A coragem se mostrou já no início da vida adulta. Formado em Direito, filho de delegado, Luiz tinha uma carreira clássica desenhada. Um caminho seguro. No lugar dele, optou, no começo dos anos 70, por estudar a dinâmica de grupo de Ortega y Gasset e de Henry Bergson e desbravar uma área que até hoje, 50 anos depois, é difícil de definir: comportamentalismo. Enfrentou a turbulência política e o preconceito contra atividades não-tradicionais.

O carisma se traduziu no sucesso não só da dinâmica de grupo mas também na comunicação. Como um rei Midas da evolução pessoal e do autoconhecimento, tudo aquilo em que o Luiz tocava se transformava em ouro: palavras, temas, aulas, textos…   

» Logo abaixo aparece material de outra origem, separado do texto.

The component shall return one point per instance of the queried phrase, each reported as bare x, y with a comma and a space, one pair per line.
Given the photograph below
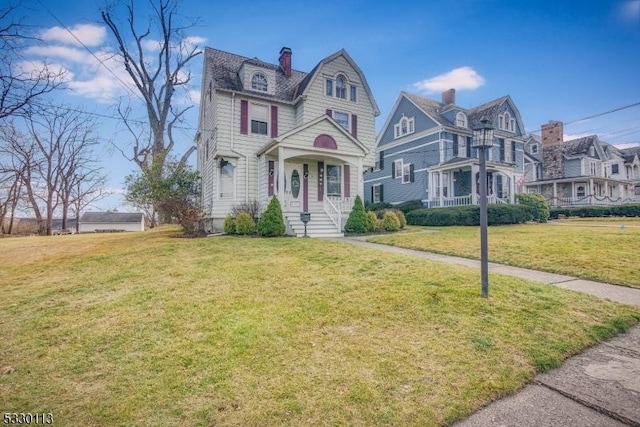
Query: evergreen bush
271, 222
229, 225
390, 221
357, 221
245, 223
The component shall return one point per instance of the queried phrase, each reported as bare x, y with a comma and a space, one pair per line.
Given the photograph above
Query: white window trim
397, 168
406, 174
376, 191
397, 128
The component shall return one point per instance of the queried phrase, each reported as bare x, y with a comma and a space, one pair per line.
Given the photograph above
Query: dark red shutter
354, 125
347, 181
274, 121
272, 172
244, 117
320, 181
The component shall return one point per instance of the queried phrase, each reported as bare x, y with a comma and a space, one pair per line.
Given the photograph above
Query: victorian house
269, 130
580, 171
424, 152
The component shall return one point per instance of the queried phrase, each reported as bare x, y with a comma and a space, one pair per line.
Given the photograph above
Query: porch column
474, 194
360, 179
440, 188
281, 176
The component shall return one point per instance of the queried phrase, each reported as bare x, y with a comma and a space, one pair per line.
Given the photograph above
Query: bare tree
156, 75
19, 86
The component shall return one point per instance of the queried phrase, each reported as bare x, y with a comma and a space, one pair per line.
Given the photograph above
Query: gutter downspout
246, 158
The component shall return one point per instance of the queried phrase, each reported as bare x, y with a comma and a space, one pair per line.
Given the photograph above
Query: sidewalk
599, 387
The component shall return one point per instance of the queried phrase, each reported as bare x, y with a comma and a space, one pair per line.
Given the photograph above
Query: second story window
259, 82
341, 87
404, 127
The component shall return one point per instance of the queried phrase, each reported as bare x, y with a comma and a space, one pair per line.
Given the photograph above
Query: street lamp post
483, 139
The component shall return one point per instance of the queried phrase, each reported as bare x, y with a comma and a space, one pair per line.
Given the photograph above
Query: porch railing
592, 200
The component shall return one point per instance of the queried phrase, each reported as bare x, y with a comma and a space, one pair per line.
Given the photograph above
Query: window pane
334, 185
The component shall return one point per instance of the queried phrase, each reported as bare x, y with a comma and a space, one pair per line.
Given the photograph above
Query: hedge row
597, 211
470, 215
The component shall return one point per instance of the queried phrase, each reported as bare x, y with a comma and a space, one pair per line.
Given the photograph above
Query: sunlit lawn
596, 249
149, 329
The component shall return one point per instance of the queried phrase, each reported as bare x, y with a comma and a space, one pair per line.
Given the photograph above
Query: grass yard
149, 329
594, 248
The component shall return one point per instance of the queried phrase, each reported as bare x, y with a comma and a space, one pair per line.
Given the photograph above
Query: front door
293, 197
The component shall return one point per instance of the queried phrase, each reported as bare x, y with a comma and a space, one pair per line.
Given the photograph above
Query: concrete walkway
599, 387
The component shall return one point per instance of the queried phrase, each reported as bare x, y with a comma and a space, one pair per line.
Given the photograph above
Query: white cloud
459, 78
87, 34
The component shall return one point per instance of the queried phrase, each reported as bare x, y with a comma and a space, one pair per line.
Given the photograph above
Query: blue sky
558, 60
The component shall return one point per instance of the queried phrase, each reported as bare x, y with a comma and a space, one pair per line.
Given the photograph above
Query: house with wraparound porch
268, 130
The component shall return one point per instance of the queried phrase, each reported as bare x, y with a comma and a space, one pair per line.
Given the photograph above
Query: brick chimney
449, 97
552, 150
285, 61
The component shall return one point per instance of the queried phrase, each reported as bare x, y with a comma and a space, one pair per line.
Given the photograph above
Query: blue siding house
424, 153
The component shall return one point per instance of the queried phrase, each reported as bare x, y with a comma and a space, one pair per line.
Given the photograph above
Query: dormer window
259, 82
506, 122
341, 87
404, 127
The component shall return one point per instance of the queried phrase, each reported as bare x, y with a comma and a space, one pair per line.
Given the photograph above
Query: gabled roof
223, 68
114, 217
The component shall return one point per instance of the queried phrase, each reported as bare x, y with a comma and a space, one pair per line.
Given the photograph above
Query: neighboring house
424, 153
582, 171
269, 130
92, 222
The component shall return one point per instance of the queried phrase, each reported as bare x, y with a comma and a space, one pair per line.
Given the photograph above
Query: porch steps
319, 226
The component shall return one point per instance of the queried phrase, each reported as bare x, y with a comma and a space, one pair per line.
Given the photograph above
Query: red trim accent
244, 117
272, 172
325, 141
274, 121
354, 125
347, 181
320, 181
305, 187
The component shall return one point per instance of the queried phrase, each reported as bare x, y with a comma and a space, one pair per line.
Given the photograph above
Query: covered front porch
457, 183
321, 180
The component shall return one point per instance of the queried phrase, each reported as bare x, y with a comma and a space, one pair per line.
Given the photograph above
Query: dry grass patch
595, 249
149, 329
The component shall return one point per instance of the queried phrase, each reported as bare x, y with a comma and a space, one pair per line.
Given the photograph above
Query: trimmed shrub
357, 221
229, 225
245, 224
378, 206
390, 221
271, 222
470, 215
629, 209
409, 205
373, 224
538, 203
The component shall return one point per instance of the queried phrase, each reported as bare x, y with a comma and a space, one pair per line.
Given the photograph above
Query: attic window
404, 127
259, 82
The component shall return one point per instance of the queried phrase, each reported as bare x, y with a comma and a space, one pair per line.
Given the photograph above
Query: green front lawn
149, 329
594, 249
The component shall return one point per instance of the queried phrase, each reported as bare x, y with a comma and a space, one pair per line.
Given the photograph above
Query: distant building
92, 222
581, 171
424, 153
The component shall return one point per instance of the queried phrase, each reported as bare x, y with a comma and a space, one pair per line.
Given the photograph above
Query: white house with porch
268, 130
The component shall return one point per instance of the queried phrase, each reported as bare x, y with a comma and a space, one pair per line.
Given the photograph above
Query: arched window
341, 87
259, 82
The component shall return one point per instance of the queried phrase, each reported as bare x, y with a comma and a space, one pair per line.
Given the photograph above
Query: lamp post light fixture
483, 139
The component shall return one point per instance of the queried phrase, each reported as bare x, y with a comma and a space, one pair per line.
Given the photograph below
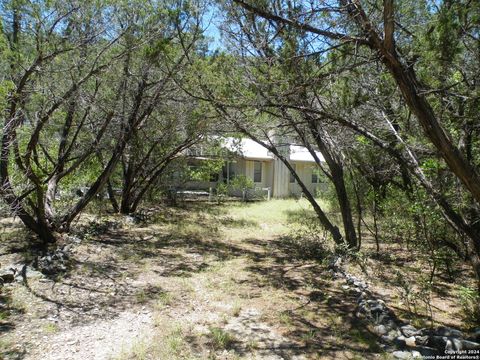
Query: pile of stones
54, 262
402, 340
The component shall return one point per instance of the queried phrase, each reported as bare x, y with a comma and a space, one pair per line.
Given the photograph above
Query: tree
89, 42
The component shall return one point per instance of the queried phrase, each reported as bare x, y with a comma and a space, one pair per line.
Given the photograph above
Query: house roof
300, 153
249, 149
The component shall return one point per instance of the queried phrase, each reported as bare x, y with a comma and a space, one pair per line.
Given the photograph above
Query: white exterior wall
281, 178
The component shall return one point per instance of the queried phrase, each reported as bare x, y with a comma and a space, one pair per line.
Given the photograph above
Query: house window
228, 171
292, 178
257, 171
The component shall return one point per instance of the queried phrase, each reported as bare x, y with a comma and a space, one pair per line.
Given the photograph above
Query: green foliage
241, 182
470, 300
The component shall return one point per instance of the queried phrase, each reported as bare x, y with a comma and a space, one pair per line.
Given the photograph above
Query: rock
409, 330
416, 354
428, 351
380, 330
447, 331
438, 342
7, 277
469, 345
400, 341
421, 340
410, 341
402, 354
475, 336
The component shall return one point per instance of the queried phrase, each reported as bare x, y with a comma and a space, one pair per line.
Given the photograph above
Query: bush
470, 300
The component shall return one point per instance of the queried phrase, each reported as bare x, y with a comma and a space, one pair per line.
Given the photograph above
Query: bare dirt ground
199, 282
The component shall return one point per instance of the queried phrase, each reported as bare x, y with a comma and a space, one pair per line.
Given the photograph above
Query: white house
265, 169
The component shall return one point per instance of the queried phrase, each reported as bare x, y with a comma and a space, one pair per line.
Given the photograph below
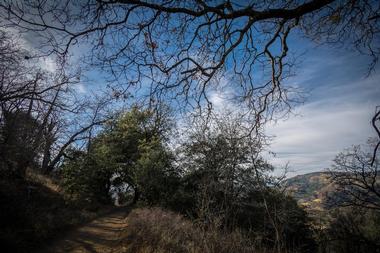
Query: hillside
311, 190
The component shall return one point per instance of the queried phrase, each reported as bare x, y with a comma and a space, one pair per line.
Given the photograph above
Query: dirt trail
101, 235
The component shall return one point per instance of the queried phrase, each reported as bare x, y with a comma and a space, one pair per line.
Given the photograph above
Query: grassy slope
33, 211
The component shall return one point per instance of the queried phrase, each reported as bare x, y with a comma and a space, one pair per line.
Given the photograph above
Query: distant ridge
311, 190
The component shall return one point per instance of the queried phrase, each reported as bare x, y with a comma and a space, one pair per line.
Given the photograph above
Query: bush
156, 230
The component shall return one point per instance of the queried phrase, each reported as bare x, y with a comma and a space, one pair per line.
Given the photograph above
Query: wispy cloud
336, 115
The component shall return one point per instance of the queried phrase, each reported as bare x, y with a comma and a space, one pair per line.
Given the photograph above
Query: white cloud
337, 117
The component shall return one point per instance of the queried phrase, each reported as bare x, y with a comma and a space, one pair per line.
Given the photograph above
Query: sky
335, 115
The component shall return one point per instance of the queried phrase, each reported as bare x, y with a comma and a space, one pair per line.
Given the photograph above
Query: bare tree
181, 50
356, 178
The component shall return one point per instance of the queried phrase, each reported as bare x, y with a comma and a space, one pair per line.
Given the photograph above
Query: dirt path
101, 235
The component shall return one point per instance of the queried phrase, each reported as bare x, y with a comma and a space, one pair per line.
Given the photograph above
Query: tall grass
156, 230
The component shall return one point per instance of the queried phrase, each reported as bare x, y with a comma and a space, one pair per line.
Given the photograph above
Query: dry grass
155, 230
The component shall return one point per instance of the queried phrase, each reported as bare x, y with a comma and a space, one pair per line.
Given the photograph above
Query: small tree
357, 181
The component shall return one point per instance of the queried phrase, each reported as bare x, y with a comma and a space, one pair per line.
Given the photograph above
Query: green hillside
311, 190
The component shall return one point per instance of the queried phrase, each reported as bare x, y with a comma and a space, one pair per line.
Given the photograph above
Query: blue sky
340, 101
336, 114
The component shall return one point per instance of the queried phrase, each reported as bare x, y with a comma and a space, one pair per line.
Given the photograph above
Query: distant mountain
311, 190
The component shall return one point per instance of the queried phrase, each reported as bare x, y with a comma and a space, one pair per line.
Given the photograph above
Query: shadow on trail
100, 235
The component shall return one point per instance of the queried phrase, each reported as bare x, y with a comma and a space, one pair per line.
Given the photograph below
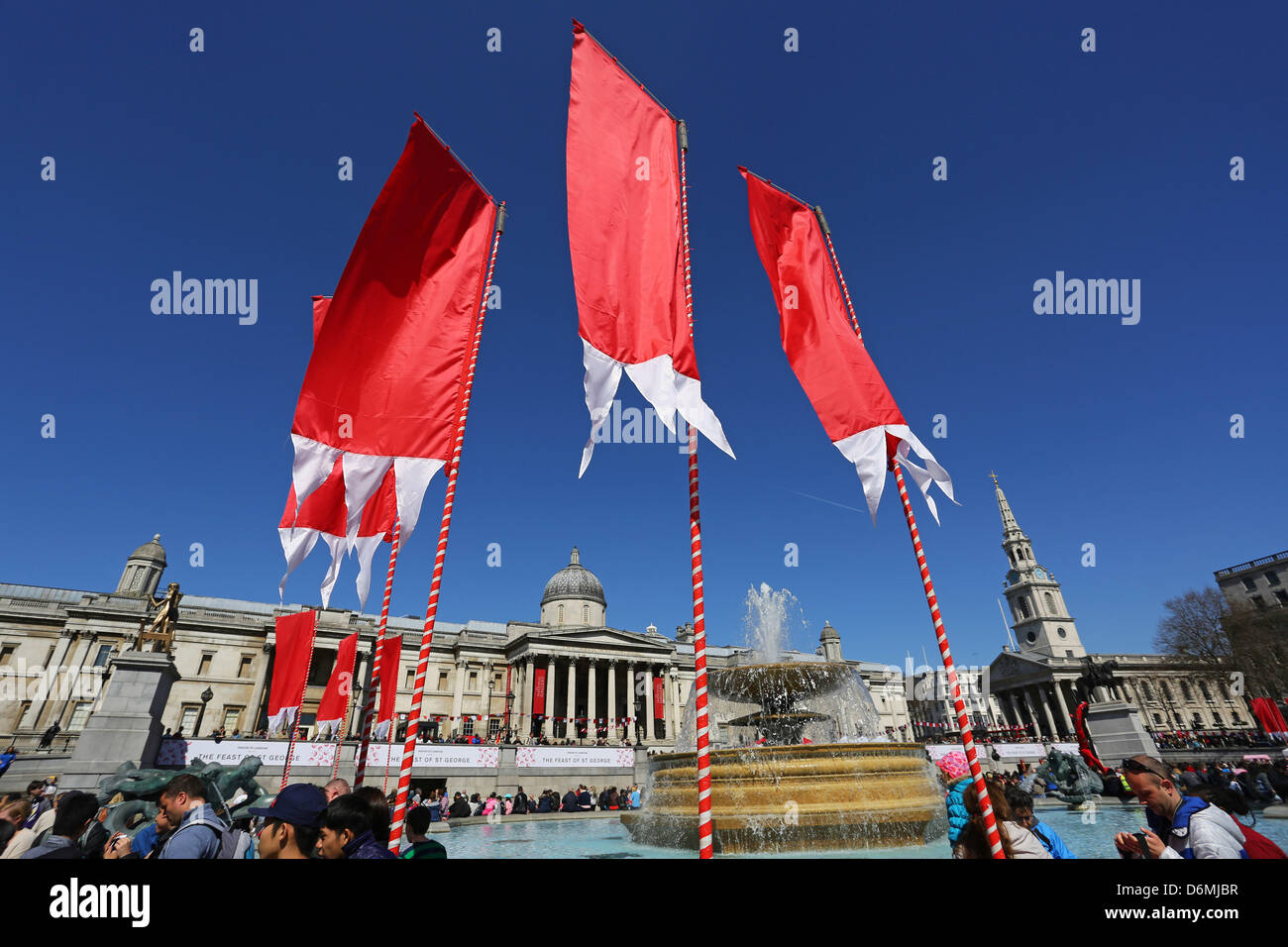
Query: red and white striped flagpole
295, 727
373, 692
441, 554
995, 839
699, 622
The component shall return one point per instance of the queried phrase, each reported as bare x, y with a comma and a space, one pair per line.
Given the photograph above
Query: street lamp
206, 696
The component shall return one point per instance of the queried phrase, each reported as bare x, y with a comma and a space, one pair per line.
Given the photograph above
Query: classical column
591, 727
570, 724
484, 699
546, 727
524, 722
1065, 716
612, 699
65, 637
630, 701
257, 697
677, 710
458, 694
648, 703
1046, 711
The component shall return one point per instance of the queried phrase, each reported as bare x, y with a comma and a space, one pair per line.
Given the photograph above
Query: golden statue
160, 630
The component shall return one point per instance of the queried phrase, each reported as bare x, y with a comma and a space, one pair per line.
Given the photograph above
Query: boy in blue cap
291, 822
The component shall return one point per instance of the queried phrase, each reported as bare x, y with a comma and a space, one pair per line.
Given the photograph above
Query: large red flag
335, 698
325, 515
623, 232
390, 657
829, 360
294, 643
384, 382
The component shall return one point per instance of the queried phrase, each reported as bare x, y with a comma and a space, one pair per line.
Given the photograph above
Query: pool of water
1089, 835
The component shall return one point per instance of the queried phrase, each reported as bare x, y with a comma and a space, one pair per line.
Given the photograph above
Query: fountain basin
795, 797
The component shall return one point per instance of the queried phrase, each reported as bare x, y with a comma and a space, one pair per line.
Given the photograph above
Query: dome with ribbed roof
574, 581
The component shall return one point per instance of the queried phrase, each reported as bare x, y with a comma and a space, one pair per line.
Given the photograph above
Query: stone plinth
128, 723
1117, 733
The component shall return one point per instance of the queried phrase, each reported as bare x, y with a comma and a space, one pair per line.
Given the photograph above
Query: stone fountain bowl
777, 799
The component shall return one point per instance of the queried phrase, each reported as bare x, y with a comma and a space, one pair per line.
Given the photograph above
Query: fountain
799, 759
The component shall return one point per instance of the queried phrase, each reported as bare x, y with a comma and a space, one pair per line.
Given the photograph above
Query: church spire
1010, 528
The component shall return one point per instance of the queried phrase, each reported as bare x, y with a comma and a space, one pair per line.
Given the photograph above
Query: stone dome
574, 581
151, 552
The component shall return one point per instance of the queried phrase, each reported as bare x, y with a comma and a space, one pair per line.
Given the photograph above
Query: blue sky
1106, 165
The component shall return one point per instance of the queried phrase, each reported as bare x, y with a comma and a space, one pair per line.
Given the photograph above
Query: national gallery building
567, 676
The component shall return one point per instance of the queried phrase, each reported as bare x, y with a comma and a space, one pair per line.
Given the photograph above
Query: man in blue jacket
1021, 806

Conheci o Luiz no começo dos anos 80. Ele montava, junto com o crítico de cinema Rubens Ewald, uma equipe de universitários para representar o Clube XV, de Santos, num torneio de conhecimento da Rede Cultura de Televisão, em Sâo Paulo: o Quem Sabe, Sabe. Tive o privilégio de participar daquela equipe de universitários junto com o ballet do clube. O XV arrasou e ganhou o torneio estadual daquele ano.

Na convivência, passei a admirar esse ser humano extraordinário. Aprendi muito com o Luiz. Assimilei conhecimentos que me ajudaram muito na vida e que até hoje, compartilho em palestras, textos e conversas.

Lembro de uma palestra do Luiz sobre Inteligência Emocional, na época do lançamento desse conceito por Daniel Goleman. Nunca mais esqueci da linha do hábito e da zona de conforto. Acima delas o interesse e a motivação, que abrem espaço, nessa ordem, para o entusiasmo, o envolvimento e a paixão. Abaixo, o desinteresse e a desmotivação que vão levar ao tédio, à apatia e, por fim, à depressão.

Também está na tela da minha memória um texto em que ele descreve o caminho para a felicidade dos vedas, um povo da antiguidade. As definições que o Luiz dá para os quatro pilares dessa filosofia estão impregnadas de clareza e brilho. A integridade: concentração para se colocar por inteiro em tudo o que se faz. A simplicidade: não se achar mais do que ninguém. A sinceridade: não trair nunca a confiança depositada em você. E a afetividade: saber demonstrar o afeto..  

Luiz publicou as crônicas e colunas aqui no Jornal da Orla por 15 anos, de 85 a 2000. E depois mais 15 anos no jornal A Tribuna, de 2000 a 2015. Neste começo de abril, a Maria José, aluna do Estudo Sistematizado da Doutrina Espírita, da Casa do Caminho, levou pra mim um livro do Luiz para me mostrar uma crônica em que ele cita uma frase minha.

O livro é o Quem Quiser que Conte Outra. A crônica é O Morto que Voltou. O verso meu que ele diz que gostaria que estivesse escrito numa fita num falso sepultamento dele é:

“Pois a ausência não contém em si o drama

Que a cinza implica ter havido a chama”

Não sabia dessa citação. Fiquei emocionado e bateu em mim uma saudade infinita do Luiz, uma lembrança instantânea da grandeza dele. Tenho certeza que essa mesma saudade e essa mesma lembrança bateram em você que leu esse texto atraído pelo nome do Luiz no título.